The lack of collaboration between SARACCA, Consulting Engineers, and Quantity Surveyors since the early 1980s, has meant that there are some areas of disagreement from contractors with the current standard system of measurement, and these are currently being addressed by a SARACCA subcommittee.

Some of the areas that are currently being addressed are:

  • Spiral ducting (not relevant in the 80s) not to be measured as square meter units, but to be measured in meter length per diameter.
  • Spiral duct fittings to be measured per fitting per diameter, and not as extra over to ducting.
  • Piping to be measured per meter for each diameter and not to include jointing which should be measured separately.
  • Pipe fittings to be measured separately per fitting per diameter for all sizes and not as extra over to pipe for each diameter.
  • Items of equipment to only relate to the supply and installation of that particular item of equipment and all attaching piping, electrical works to be measured separately.
  • Measurement of quantities of Control and Electrical works directly related to the HVAC installation.
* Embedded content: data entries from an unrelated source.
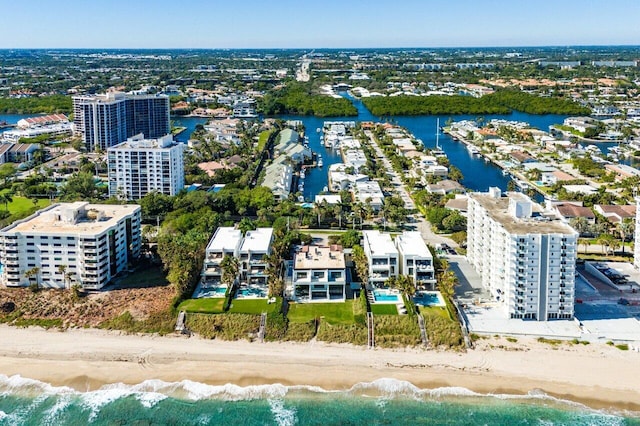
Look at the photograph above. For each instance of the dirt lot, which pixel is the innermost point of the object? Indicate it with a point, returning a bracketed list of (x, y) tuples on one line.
[(85, 311)]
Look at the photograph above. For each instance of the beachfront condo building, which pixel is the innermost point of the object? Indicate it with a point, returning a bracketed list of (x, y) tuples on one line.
[(636, 245), (226, 241), (416, 260), (526, 259), (69, 243), (319, 274), (255, 246), (382, 256), (109, 119), (139, 166)]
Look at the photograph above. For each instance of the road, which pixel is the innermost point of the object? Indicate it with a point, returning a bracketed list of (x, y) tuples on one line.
[(421, 223)]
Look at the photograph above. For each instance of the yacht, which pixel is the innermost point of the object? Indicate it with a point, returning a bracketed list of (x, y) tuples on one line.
[(473, 150)]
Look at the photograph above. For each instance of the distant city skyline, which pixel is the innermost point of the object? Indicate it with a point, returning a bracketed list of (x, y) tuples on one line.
[(327, 24)]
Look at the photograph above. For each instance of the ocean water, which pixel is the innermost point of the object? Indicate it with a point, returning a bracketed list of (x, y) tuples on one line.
[(383, 402)]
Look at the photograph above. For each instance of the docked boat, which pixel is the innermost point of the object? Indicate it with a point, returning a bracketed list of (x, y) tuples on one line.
[(473, 150)]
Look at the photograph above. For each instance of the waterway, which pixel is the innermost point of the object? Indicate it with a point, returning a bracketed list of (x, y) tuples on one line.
[(190, 123), (478, 174), (13, 119)]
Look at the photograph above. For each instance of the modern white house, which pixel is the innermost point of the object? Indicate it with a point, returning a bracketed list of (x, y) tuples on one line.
[(416, 260), (139, 166), (226, 241), (319, 274), (382, 256), (255, 245), (87, 244), (525, 259)]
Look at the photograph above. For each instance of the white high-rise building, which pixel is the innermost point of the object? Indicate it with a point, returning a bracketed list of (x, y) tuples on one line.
[(67, 243), (636, 245), (107, 120), (526, 260), (139, 166)]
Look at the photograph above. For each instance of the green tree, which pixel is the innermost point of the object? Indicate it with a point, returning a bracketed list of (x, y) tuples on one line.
[(230, 268)]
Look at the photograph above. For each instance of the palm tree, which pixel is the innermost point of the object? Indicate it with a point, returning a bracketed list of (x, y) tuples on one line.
[(585, 243), (230, 267), (625, 228)]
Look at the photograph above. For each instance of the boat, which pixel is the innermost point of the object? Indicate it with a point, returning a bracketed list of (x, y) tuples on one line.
[(473, 150)]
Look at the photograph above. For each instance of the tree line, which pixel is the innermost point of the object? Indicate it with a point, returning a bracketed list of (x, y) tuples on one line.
[(298, 98), (500, 102), (36, 105)]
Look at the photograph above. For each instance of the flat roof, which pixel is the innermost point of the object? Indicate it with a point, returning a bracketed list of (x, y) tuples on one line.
[(497, 208), (257, 241), (225, 239), (71, 218), (379, 244), (315, 257), (411, 243)]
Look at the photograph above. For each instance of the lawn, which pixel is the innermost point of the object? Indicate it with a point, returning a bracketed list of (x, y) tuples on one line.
[(203, 306), (251, 306), (384, 309), (333, 313), (23, 205)]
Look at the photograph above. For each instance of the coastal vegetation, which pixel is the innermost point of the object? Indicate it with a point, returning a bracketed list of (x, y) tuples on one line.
[(299, 98), (500, 102), (36, 105)]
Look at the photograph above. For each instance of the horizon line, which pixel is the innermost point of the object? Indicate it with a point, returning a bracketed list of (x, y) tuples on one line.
[(327, 48)]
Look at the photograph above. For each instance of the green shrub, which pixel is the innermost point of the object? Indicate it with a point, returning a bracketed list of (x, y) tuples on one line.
[(342, 333), (442, 331), (396, 331), (300, 332), (224, 326), (160, 322)]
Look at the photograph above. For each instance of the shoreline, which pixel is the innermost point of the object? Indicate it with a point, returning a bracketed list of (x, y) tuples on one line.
[(598, 376)]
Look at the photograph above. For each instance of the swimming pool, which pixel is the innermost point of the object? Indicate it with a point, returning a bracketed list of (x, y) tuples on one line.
[(428, 298), (210, 292), (255, 292), (385, 296)]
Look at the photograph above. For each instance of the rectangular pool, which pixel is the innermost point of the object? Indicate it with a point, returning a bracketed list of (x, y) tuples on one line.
[(428, 298)]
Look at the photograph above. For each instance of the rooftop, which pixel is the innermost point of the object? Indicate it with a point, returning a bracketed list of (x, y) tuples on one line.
[(411, 243), (225, 239), (79, 218), (379, 244), (257, 241), (315, 257), (498, 209)]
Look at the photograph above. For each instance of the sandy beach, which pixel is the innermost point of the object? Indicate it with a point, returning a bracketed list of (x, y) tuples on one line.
[(598, 375)]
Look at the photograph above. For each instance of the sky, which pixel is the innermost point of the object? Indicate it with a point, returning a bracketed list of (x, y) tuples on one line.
[(316, 24)]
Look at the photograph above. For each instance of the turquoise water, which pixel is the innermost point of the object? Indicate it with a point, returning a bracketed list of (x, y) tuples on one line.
[(252, 292), (384, 402)]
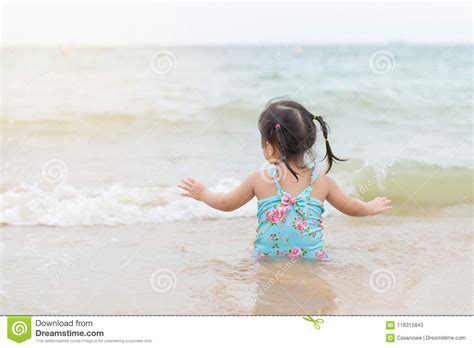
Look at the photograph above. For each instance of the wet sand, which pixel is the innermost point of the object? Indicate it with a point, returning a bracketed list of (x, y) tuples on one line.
[(381, 265)]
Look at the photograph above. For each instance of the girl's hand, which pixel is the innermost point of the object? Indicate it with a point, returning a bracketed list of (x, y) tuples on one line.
[(379, 205), (192, 189)]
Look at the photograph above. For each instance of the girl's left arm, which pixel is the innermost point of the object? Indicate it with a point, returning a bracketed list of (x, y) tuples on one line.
[(222, 201)]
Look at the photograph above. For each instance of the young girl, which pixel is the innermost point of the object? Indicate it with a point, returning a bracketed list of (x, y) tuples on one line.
[(290, 195)]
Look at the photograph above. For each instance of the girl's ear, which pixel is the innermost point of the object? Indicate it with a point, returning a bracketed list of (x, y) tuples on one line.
[(268, 148)]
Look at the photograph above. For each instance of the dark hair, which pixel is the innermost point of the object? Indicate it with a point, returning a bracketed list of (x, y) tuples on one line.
[(291, 126)]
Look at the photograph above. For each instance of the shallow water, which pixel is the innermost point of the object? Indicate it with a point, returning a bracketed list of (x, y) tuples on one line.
[(94, 142), (386, 265), (98, 131)]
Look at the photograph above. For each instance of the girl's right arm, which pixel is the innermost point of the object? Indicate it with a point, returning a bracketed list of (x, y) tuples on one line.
[(353, 206)]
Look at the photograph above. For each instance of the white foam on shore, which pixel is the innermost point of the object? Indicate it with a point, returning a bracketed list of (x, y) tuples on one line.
[(66, 205)]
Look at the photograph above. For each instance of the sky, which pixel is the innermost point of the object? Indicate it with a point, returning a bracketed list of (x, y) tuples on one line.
[(235, 23)]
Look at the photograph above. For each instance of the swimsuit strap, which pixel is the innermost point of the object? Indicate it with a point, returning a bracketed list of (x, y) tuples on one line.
[(273, 172), (314, 175)]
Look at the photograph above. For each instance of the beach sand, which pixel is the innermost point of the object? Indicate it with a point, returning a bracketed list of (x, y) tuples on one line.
[(381, 265)]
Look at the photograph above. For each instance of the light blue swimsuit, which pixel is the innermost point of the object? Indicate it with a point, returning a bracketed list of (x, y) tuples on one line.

The current fast pace of contracting and information flow accentuates the importance of a sound and accurate BOQ. Tendering lead times are far shorter than prior years, giving the estimator less and less time to provide an accurate set of tender documents for adjudication of the tender price and for cost control of the project work during the execution phase.

Projects are often not fully designed at the time of tender, and an accurate BOQ provides a means of cost control over the life of the project as changes to work scope are issued. The importance of a standard and accurate BOQ should not be underestimated by all contracting parties on any project.